What is the method you can use other than all this? Partitioning. When we do partitioning the array based on a pivot, the important output we get is that, the pivot element fits into its perfect position where it will be present in a sorted array. This happens for every pivot selection!! :)

  This behaviour is really wonderful and can be used to get the k-th smallest element as well. But the observation is that, its not possible to get the final position of the pivot equal to a given value k. We need to do some iterations and select random pivots so that we get the pivot in our required position k. But by doing fewer iterations to find k is what really important here. Otherwise, we are again doing sorting. :)

Concept

   Selecting random pivots? What does that mean? We have learned partition algorithms with a fixed pivot (the end element). How to randomize it? and how we can we guarantee that we can still get the k-th smallest element in O(n). Moreover, if we get the final pivot position equal to k at first attempt, we are very lucky!! :) definitely O(n).

   There are many tricks with random partitioning of an array. Even this is used in randomly balanced binary trees. Remember the relation between quick sort & binary search tree ? :)

    So, lets see first, how the random partitioning works. It’s just simple as generating a random pivot index and move it as the end element. Then, apply the normal partition algorithm we were doing already!!

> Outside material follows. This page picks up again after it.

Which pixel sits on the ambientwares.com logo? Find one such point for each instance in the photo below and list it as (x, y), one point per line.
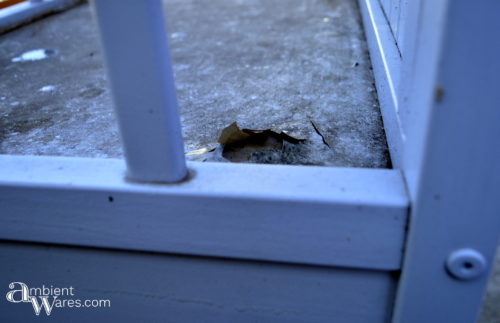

    But, what you get out of such a partition is wonderful!!.. If you are lucky

  • you get the k-th smallest or largest element
  • you get a perfectly balanced tree
  • you can avoid worst case O(n^2) in quick sort even if the array is sorted..

Mostly, it depends on the luck factor!! :) That’s the reason why, we use expectations to analyse these algorithms. The partitioning is the basic example to explain expectation based asymptotic notations. We avoid the log n extra performance delay in quick sort to select k-th element without sorting.

Code

int random_partition(int* arr, int size)
{
    srand(time(NULL));
    int pivotIdx = rand() % size;
    int pivot = arr[pivotIdx];
    int i=-1;
    int j=0;
    swap(arr[pivotIdx], arr[size-1]); // move pivot element to the end
    pivotIdx = size-1;
 
    while(j < size)
    {
        if(arr[j] <= pivot)
        {
            i = i+1;
            swap(arr[i], arr[j]);
        }
        j++;
    }
 
    swap(arr[i+1], arr[pivotIdx]);
    return i+1;
}
 
void main()
{
    int A[] = {2,5,7,1,10,8,9};
    int loc = random_partition(A, 7);
}
  • the loc you get is nothing but k. It gives a random k every time you execute the algorithm.
  • Usually, applications need a perfect k.. :) that’s where randomized selection algorithm comes into picture.